If removal order matters, prefer collecting target items first and removing after iteration. That keeps the loop readable and avoids changing the structure while the iterator is active.
ConcurrentModificationException in Java Fix should be studied as a practical Java programming lesson, not as a label. Start by naming the input, the rule that changes the input, and the result a learner should be able to predict after reading the page.
In the core-java > errors > concurrent-modification page, the notes should connect the definition with a working scenario, a mistake that beginners actually make, and the exact check that proves the fix. That makes the topic useful for coding, debugging, and interview revision.
A complete revision of ConcurrentModificationException in Java Fix should include when to use it, when to avoid it, the smallest working example, one edge condition, and one comparison with a nearby concept so the reader can make a decision in real code.
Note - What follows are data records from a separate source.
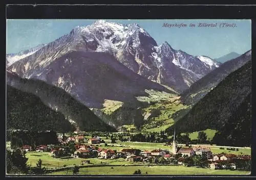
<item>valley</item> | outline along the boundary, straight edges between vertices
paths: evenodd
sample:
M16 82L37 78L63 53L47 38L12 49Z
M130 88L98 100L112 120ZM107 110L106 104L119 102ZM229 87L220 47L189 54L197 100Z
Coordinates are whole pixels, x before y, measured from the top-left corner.
M214 59L163 42L98 20L7 54L8 172L250 173L251 49Z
Java collection iterators are fail-fast. They keep an internal modification count and compare it with the collection modification count. If the collection changes unexpectedly, the iterator detects it and throws ConcurrentModificationException.
This protects you from silently skipping elements or reading inconsistent data. It is a debugging signal that your iteration and modification logic need to be separated or coordinated.
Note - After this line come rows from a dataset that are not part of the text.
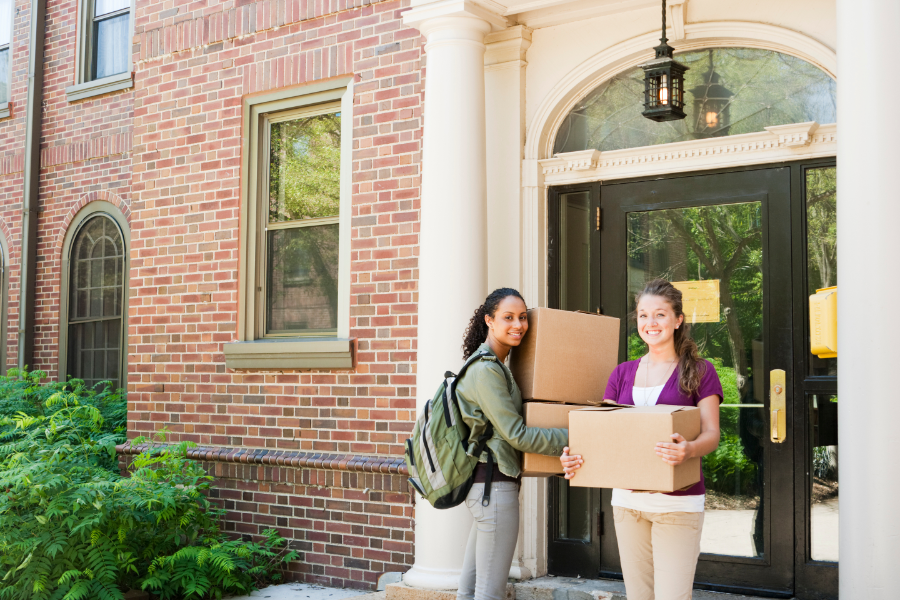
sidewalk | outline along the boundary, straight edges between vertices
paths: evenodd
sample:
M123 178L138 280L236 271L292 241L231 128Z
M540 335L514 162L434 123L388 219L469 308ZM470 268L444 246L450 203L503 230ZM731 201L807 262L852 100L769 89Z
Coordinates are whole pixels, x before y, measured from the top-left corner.
M342 590L310 583L283 583L257 590L249 596L228 596L226 600L384 600L384 592Z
If you need to remove while iterating, use an explicit Iterator and call iterator.remove(). If the condition is simple, removeIf() is shorter and easier to read.
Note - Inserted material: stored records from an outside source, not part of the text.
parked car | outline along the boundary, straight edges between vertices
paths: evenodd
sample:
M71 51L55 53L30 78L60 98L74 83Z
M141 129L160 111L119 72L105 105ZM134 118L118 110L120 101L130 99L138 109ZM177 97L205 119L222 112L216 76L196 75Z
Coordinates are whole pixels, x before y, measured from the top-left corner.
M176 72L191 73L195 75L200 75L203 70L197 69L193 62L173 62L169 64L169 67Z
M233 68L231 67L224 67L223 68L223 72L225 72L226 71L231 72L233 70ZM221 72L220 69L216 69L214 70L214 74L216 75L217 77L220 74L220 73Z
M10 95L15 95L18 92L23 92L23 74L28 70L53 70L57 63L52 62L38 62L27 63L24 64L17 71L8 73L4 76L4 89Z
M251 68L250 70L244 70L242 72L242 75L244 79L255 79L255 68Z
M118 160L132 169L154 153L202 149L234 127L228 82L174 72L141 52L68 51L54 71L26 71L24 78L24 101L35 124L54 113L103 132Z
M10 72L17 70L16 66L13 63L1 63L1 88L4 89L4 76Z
For complex updates, build a second list of items to remove, finish the loop, then call removeAll(). In multi-threaded programs, use CopyOnWriteArrayList, ConcurrentHashMap, synchronization, or another design that avoids unsafely sharing mutable collections.
Find the loop in the stack trace and search for add, remove, clear, or put calls that affect the same collection. Also check methods called inside the loop, because the modification may be hidden in a helper method.
If the issue appears only sometimes, inspect thread access. A background thread, timer, event listener, or request handler may be changing the collection while another part of the program reads it.
ConcurrentModificationException in Java Fix deserves enough notes for a learner to move from recognition to use. Add a short explanation of the normal workflow, then connect every rule to a visible result, stored value, request, response, class, query, or UI state.
The final review should answer three questions: what does ConcurrentModificationException in Java Fix change, what mistake exposes weak understanding, and what check confirms the corrected version. Those answers make the page feel complete rather than only long.
List<String> names = new ArrayList<>(List.of("Ana", "Bob", "Amit"));
for (String name : names) {
if (name.startsWith("A")) {
names.remove(name); // may throw ConcurrentModificationException
}
}
List<String> names = new ArrayList<>(List.of("Ana", "Bob", "Amit"));
names.removeIf(name -> name.startsWith("A"));
System.out.println(names); // [Bob]
Assuming the exception only means multi-threading.
Check single-threaded loops first.
Catching the exception to continue.
Fix the iteration pattern.
Switching collections without understanding the use case.
Choose Iterator.remove, removeIf, or concurrent collections based on the problem.
Memorizing ConcurrentModificationException in Java Fix without the situation where it is useful.
Connect ConcurrentModificationException in Java Fix to a concrete Java programming task.
It's thrown when a collection's structure is modified (add/remove) while iterating over it with an iterator or for-each loop. Java's fail-fast iterators detect this and throw the exception.
Yes! You can modify element values (e.g., list.set(index, newValue)) without causing CME. The exception only occurs when you add or remove elements (structural modifications).
Fail-fast iterators (ArrayList, HashMap) throw CME on modification. Fail-safe iterators (CopyOnWriteArrayList, ConcurrentHashMap) work on a copy and don't throw CME but may not reflect recent changes.
Use list.removeIf() for simple conditions, Iterator.remove() for manual iteration, or collect elements to remove and call removeAll() after the loop.
Yes, if one thread iterates while another modifies the collection. Use CopyOnWriteArrayList, ConcurrentHashMap, or synchronize access to prevent this.